The Anatomy of Hate: A Dialogue to Hope, a documentary about the shared narratives of individual and collective expressions of hate and how humans can overcome them, will screen at York as part of the University’s quest to engage in campus dialogue.
The 90-minute, award-winning film by filmmaker Michael Ramsdell of Under the Hood Productions will screen on Wednesday, Feb. 16, from 5 to 8pm at the Nat Taylor Cinema, 102N Ross Building, Keele campus. The screening is part of the Campus Dialogue on Hate: Hear it for Yourself. Say it for Yourself. event hosted by York’s Standing Committee on Campus Dialogue and the Centre for Human Rights.
Following the screening, a panel of York speakers – political science Professor Jacqueline Krikorian, psychology Professor Richard Lalonde and humanities Professor Sara Horowitz – will discuss the main themes of the film and facilitate dialogue with audience members about the film and how it connects with their own perspectives.
“The importance of showing The Anatomy of Hate film here at York relates to the quest by York to foster respectful dialogue amongst its students, faculty and staff about difficult and challenging issues,” says Noël Badiou, director of the Centre for Human Rights. “Two people on opposite sides of an issue may be at an impasse as to that particular issue, however, there are many other points of common interest that are often ignored, and these could help bridge a gap whereby a reasonable amount of respect could be maintained for the other. The interesting perspective of this film is that it shows the human side of hatred that we all share and tries to explore the how and why.”

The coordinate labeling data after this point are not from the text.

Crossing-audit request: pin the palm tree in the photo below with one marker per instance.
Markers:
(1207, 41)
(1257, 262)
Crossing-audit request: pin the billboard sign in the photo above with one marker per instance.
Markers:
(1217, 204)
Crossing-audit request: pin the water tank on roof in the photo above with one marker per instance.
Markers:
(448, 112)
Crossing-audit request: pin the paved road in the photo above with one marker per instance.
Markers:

The Anatomy of Hate, winner of the best political documentary award at the Philadelphia Independent Film Festival, tries to answer the question of why people hate. In doing so, it examines some of the most venomous ideologies and violent conflicts of the modern age, including the white supremacist movement, Muslim extremism, Palestinian intifada, Israeli settlers and soldiers, and United States forces in Iraq.
Left: Noël Badiou
“From the Centre for Human Rights’ perspective, it shines a light on the fundamental truth that ‘we are all human’. This is all too often forgotten both in the larger conflicts that are shown in the film, and also in our personal day-to-day interactions,” says Badiou.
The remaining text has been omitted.